I watched them; I was imagining they were all little cells and represented certain cultural ideas the world over as human beings. I watched them and imagined how space would organize, how matter would have distributed. I watched them and though about thermodynamics and the distribution of energy, deeply influenced by a book I'm currently reading. I watched them and thought about consciousness, what it might be, where it comes from, and what we can do with it. I watched them and thought about cross species communication, how I was sitting close to the plants as they practiced on a windy day in the lush mountain valley we live in.
As all these thought crossed my mind, I smiled and laughed. I told myself that I sure am in love with the ideas of organization. I am fascinated by patterns of all kinds, abstract and/or tangible. I "saw" myself thinking, and I was a stoic observer of my own processes, my own thoughts, my own being. All the thoughts together were simply an expression of my being (I don't equate simplicity with unimportance, but most of the time, I think the most simplest of things demand more attention and importance). This ability to perceive myself is one I had been working towards for a long time, and yet, was one that was always there. A lot of the times we have to sift out our thoughts and recognize whether those thoughts are wanted there, where they may have stemmed from (i.e. prejudiced or not cultural beliefs or upbringings), and what we can do with them. Most of all though, I think it's important that we listen to our thoughts, to what they can teach us about the processes and systems we are a part of. Cultural, biochemical, scientific etc. processes, they're all connected and influence each other.
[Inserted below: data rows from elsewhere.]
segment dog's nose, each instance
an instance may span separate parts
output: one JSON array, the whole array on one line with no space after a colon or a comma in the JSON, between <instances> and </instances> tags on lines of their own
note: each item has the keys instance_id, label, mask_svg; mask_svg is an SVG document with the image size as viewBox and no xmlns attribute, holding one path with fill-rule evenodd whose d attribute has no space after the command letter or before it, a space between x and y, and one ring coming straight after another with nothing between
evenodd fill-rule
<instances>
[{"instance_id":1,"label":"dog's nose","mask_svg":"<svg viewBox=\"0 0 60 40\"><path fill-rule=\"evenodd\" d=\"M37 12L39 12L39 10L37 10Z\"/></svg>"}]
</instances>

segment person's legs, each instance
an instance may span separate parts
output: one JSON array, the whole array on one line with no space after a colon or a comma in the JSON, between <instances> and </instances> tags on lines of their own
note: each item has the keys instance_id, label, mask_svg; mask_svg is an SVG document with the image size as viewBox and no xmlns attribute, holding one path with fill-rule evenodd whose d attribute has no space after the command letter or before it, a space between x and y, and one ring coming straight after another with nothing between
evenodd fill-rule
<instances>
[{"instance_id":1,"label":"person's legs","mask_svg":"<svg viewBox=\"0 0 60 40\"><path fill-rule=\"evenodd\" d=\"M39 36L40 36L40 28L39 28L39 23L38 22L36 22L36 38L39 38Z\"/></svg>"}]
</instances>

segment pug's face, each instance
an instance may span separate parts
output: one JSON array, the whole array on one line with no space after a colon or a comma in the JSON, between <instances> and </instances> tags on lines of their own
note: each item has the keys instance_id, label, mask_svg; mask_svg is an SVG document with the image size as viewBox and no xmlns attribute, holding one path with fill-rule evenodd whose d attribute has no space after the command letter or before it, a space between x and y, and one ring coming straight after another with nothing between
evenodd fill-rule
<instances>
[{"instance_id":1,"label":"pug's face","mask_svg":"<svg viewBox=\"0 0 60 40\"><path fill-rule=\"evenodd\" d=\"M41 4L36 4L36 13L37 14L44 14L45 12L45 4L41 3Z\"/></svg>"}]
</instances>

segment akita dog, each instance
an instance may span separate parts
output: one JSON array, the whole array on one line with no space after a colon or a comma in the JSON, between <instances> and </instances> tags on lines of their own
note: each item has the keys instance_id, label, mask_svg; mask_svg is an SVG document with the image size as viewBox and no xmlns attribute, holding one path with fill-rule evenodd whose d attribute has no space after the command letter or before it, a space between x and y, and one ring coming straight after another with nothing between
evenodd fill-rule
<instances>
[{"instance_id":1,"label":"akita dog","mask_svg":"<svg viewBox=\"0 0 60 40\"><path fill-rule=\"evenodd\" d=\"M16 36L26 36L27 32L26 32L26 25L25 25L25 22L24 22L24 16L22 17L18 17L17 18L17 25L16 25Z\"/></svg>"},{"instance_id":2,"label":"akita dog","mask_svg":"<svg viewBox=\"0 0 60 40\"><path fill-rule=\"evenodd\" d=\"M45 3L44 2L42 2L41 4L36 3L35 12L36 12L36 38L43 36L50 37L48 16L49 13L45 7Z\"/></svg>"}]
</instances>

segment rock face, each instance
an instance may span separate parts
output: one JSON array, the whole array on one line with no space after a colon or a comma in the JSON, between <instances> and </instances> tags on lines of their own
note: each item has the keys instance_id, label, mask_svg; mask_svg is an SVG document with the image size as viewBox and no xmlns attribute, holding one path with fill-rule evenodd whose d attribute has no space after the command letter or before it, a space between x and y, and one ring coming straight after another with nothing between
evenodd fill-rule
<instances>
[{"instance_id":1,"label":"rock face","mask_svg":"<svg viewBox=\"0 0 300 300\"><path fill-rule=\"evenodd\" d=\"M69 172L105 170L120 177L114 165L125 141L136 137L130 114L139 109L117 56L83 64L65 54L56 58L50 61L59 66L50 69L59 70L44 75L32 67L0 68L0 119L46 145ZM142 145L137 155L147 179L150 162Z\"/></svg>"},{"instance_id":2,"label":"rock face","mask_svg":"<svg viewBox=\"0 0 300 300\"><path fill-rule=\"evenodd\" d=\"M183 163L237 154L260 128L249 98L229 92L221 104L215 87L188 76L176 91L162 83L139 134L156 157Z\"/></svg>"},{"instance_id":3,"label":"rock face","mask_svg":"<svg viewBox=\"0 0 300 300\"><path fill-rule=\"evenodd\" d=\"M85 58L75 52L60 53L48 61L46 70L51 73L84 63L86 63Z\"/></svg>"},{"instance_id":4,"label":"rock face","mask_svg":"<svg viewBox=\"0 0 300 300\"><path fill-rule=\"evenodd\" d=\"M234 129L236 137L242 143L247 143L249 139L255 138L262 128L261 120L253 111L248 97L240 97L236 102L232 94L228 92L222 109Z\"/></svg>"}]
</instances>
Then I thought about the hologram, a term I've been using recently to describe that mental space that isn't physical in the sense that we can "touch" it with our hands (what is touch though, really?), but that we are aware of, can greatly influence, and know. It sounds a bit schizophrenic, maybe a bit autistic, maybe a bit delusional, maybe a bit fucking crazy, but I'm used to that. The self (NOT the ego) fascinates me to no end. And the self being itself within itself is a process that is becoming more and more clear to me, even as the language to describe this process becomes more and more clumsy, muddled, and crazy sounding. It's an active silent poem, the poetry of existing and knowing that you exist.